Question

The coordinates of the centroid of a triangle are the arithmetic mean of the x and y coordinates of the vertices. How do you prove this?

Answer 1

See below.

Explanation:

The centroid `G` lies `2/3` along the median from each vertex `A, B, C`

Looking at the median `AD`

The co-ordinates of `D` can be found using the midpoint formula:

`D=((x_2+x_3)/2,(y_2+y_3)/2)`

The point `G` divides `AD` in the ratio `2:1`

The co-ordinates of `G` are calculated using the section formula:

The Section Formula

The point `P` lies on the line `AB`, such that:

`AP:PB=m:n`

`P " is " m/(m+n)xxAB` away from `A`

For `x`:

`x=x_1+m/(m+n)xx(x_2-x_1)`

`\ \ \ =x_1+(mx_2)/(m+n)-(mx_1)/(m+n)`

`\ \ \ \=((m+n)x_1+mx_2-mx_1)/(m+n)`

`\ \ \ \=(mx_2+nx_1)/(m+n)`

For `y`:

`y=y_1+m/(m+n)xx(y_2-y_1)`

`\ \ \ =y_1+(my_2)/(m+n)-(my_1)/(m+n)`

`\ \ \ \=((m+n)y_1+my_2-my_1)/(m+n)`

`\ \ \ \=(my_2+ny_1)/(m+n)`

`:.`

`P=((mx_2+nx_1)/(m+n),(my_2+ny_1)/(m+n))`

Now back to the beginning:

Our ratio is `m:n=2:1`

We are using median `AD`

Using section formula for `bbx` co-ordinate.

`x=(2((x_2+x_3)/2)+x_1)/(2+1)color(white)(88)` ( note`(x_2+x_3)/2` is point D )

`x=(x_1+x_2+x_3)/3`

Using section formula for `bby` co-ordinate.

`y=(2((y_2+y_3)/2)+y_1)/(2+1)`

`y=(y_1+y_2+y_3)/3`

So co-ordinates of the centroid are:

`G=((x_1+x_2+x_3)/3,(y_1+y_2+y_3)/3)`

Note:

To find this we used the fact that the centroid divided the median in the ratio `2:1`. The proof of this wasn't included, but this can be verified by the use of vectors and the fact that the six triangles formed by the medians inside the triangle `ABC` all have the same area.

This is from the mentioned text book.
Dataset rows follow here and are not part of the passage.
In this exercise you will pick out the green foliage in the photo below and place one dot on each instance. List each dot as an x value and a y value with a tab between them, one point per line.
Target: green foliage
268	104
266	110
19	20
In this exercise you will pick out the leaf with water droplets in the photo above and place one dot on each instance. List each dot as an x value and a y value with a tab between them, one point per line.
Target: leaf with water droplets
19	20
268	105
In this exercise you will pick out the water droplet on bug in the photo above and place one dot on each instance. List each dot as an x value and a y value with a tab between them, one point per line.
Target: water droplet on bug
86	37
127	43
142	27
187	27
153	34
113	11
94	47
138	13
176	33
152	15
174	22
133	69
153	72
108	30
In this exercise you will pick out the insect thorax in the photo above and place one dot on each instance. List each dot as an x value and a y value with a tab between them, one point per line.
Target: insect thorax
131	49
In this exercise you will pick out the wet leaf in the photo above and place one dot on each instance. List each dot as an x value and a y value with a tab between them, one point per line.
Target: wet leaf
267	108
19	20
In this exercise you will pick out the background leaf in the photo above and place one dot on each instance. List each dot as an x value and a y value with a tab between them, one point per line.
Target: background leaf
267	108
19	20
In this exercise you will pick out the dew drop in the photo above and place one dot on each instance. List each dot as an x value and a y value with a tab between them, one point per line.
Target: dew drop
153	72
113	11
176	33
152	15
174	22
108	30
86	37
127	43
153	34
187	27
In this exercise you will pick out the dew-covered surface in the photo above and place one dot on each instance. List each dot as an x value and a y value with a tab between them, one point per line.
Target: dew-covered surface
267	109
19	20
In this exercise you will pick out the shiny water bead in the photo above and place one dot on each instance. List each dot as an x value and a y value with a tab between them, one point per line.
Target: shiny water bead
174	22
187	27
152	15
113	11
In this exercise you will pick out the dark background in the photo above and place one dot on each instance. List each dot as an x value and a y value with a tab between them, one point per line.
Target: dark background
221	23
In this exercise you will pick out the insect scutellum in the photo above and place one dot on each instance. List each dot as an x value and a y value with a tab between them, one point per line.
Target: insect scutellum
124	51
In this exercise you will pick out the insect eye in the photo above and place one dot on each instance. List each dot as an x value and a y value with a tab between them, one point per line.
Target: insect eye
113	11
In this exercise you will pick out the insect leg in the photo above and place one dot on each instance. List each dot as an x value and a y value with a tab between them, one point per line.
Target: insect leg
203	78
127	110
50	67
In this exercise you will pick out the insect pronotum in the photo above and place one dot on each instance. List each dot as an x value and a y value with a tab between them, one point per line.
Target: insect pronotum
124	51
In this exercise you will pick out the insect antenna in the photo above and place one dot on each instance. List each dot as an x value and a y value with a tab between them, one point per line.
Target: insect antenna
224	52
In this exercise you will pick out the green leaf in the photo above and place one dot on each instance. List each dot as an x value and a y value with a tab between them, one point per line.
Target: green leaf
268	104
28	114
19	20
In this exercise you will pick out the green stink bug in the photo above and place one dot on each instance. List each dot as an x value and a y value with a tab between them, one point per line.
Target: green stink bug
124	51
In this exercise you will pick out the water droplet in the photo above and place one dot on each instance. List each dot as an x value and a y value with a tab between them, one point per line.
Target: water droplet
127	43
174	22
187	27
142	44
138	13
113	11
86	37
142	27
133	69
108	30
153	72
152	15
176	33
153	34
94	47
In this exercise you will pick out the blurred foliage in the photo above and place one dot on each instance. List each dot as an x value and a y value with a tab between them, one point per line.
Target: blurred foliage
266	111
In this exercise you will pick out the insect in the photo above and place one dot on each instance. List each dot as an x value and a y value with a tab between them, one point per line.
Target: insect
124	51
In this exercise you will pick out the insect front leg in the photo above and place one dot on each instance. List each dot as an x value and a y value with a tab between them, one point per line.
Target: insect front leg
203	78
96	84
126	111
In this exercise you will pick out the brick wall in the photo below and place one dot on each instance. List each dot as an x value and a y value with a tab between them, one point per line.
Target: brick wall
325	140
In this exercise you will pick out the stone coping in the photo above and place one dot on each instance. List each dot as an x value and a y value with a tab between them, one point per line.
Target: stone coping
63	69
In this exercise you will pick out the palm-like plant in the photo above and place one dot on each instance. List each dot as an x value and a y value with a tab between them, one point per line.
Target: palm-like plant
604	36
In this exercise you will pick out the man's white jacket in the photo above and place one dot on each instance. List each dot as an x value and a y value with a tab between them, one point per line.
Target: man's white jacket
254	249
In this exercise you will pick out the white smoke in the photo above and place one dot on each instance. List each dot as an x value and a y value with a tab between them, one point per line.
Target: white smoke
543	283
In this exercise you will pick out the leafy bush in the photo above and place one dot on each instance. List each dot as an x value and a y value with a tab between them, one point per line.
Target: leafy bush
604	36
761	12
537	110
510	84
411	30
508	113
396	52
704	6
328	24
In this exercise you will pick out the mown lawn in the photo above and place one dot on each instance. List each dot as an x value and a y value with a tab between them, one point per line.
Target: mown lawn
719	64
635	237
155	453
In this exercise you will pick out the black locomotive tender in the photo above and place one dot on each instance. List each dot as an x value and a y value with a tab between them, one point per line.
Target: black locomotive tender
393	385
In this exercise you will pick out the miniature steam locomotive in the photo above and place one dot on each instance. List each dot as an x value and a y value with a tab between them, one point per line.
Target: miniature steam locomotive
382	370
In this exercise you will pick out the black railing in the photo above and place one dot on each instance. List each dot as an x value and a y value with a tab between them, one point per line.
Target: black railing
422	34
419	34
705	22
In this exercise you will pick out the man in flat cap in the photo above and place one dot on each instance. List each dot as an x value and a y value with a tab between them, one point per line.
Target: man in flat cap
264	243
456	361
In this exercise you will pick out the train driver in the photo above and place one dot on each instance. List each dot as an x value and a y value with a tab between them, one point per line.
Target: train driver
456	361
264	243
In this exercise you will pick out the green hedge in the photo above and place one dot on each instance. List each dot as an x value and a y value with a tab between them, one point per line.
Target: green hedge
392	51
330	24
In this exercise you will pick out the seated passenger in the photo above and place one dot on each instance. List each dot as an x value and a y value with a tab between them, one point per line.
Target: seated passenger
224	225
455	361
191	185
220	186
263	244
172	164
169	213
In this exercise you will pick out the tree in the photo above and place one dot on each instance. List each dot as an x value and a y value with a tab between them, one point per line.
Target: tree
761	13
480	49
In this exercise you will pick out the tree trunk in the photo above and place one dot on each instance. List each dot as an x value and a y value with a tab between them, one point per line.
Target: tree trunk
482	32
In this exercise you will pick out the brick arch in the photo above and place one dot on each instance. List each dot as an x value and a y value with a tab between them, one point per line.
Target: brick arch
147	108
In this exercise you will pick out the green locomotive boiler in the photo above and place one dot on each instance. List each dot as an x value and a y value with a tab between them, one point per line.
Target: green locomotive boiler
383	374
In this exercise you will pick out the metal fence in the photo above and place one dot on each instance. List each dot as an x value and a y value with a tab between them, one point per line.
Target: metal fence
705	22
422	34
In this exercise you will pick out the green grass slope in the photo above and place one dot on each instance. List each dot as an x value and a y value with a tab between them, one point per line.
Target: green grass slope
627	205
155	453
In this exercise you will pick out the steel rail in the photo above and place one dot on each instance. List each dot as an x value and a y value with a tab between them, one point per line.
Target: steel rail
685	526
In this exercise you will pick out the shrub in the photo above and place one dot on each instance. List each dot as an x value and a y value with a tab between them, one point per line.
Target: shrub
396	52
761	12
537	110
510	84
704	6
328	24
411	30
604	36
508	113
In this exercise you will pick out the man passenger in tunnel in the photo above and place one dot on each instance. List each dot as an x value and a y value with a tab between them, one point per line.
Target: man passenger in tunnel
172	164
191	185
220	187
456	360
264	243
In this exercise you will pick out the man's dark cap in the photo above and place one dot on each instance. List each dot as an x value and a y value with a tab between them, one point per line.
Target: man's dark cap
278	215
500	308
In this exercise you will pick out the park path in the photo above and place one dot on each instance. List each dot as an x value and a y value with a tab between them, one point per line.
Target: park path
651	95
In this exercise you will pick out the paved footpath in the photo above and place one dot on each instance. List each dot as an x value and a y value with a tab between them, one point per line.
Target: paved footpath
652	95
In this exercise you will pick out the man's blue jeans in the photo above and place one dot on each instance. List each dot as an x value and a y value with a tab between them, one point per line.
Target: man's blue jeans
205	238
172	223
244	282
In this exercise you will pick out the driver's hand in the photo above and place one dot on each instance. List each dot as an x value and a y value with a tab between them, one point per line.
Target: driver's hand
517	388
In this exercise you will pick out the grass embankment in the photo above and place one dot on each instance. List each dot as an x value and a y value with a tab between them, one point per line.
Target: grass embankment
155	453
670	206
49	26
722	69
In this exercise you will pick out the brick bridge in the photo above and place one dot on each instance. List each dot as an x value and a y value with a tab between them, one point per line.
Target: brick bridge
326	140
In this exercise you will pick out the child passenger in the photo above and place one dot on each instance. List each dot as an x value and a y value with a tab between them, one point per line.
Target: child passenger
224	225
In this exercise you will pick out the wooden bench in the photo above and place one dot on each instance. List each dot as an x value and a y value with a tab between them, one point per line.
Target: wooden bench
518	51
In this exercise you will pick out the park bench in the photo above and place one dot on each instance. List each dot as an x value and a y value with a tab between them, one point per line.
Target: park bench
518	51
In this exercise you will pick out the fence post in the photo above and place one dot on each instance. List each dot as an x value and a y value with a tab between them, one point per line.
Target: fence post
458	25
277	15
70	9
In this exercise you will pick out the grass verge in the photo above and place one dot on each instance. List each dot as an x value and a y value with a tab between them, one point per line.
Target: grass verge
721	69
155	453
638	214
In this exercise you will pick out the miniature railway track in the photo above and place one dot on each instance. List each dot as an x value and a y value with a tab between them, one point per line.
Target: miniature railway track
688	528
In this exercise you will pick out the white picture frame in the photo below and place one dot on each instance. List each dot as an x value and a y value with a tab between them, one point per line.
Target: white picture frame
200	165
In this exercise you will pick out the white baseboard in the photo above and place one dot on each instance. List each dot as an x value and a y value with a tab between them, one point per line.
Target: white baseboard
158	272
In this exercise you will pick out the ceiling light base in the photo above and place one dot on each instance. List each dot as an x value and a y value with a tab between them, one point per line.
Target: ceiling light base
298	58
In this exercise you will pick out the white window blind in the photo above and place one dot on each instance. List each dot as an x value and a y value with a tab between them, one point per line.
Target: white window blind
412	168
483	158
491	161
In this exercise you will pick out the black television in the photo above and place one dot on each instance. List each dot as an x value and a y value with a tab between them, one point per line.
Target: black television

As you can see it isn't a rigorous proof like the one in the other answer, but maybe it will be of some help to you.

Answer 2

Triangle ACE, Vertices `A(a,b), C(c,d), E(e,f)`

Midpoints of the sides

`B={A+C}/2=({a+c}/2, {b+d}/2)`

`D={A+E}/2=({a+e}/2, {b+f}/2)`

`F={C+E}/2=({c+e}/2, {d+f}/2)`

We'll do the medians parametrically so we can show the centroid divides the median into segments ratio `2:1`.

Parametric equations for the medians

From `E` to `B={A+C}/2`

`EB= (1-t)E+tB = E + t({A+C}/2 - E) = E + t/2(A+C-2E)`

From `A` to `D={C+E}/2`

`AD= A + u({C+E}/2 - A) = A + u/2(C+E-2A)`

These meet at `G` which we want to show is the centroid:

`G = E + t/2(A+C-2E) = A + u/2(C+E-2A)`

`e + t/2(a+c-2e) = a +u/2(c+e-2a)`

`f + t/2(b+d-2f) = b+ u/2(d+f-2b)`

`t(d+f-2b)(a+c-2e) = 2(d+f-2b)(a-e)+u(d+f-2b)(c+e-2a)`

`t(c+e-2a)(b+d-2f) = 2(c+e-2a)(b-f)+ u(c+e-2a)(d+f-2b)`

`t ( (d+f-2b)(a+c-2e)- (c+e-2a)(b+d-2f)) = 2(d+f-2b)(a-e) - 2(c+e-2a)(b-f)`

Getting messy.

`t = ( 2(d+f-2b)(a-e) - 2(c+e-2a)(b-f) ) / ( (d+f-2b)(a+c-2e)- (c+e-2a)(b+d-2f))`

`t = { 2 ( ( ad + af -2ab -de -ef +2be)-(bc+be-2ab-cf-ef+2af ) ) }/{ ( ad+af-2ab +cd +cf-2bc -2de -2ef +4be ) - ( bc+be-2ab +cd+de-2ad -2fc-2ef+4af ) }`

`t = { 2 ( ad -de + be-bc+cf -af ) }/{ ( 3ad-3af +3cf-3bc -3de +3be ) }`

`t = 2/3`

Recall `G = E + t(B-E) = t/2(A+C-2E)`

`t=2/3` shows `G` divides the median `EB` into a 2:1 ratio, `EG=2BG.`

`G = E + t/2(A+C-2E) = E+((2/3)/2)(A+C-2E)= E+1/3(A+C-2E)=1/3(A+C+E)`

That shows `G` is the average of the respective coordinates.

Since we'll get the same `2/3` starting from the other vertices, we'll get the same point `G`, i.e. we've shown the medians are concurrent, they meet at a single point, so we're justified in calling `G` the centroid.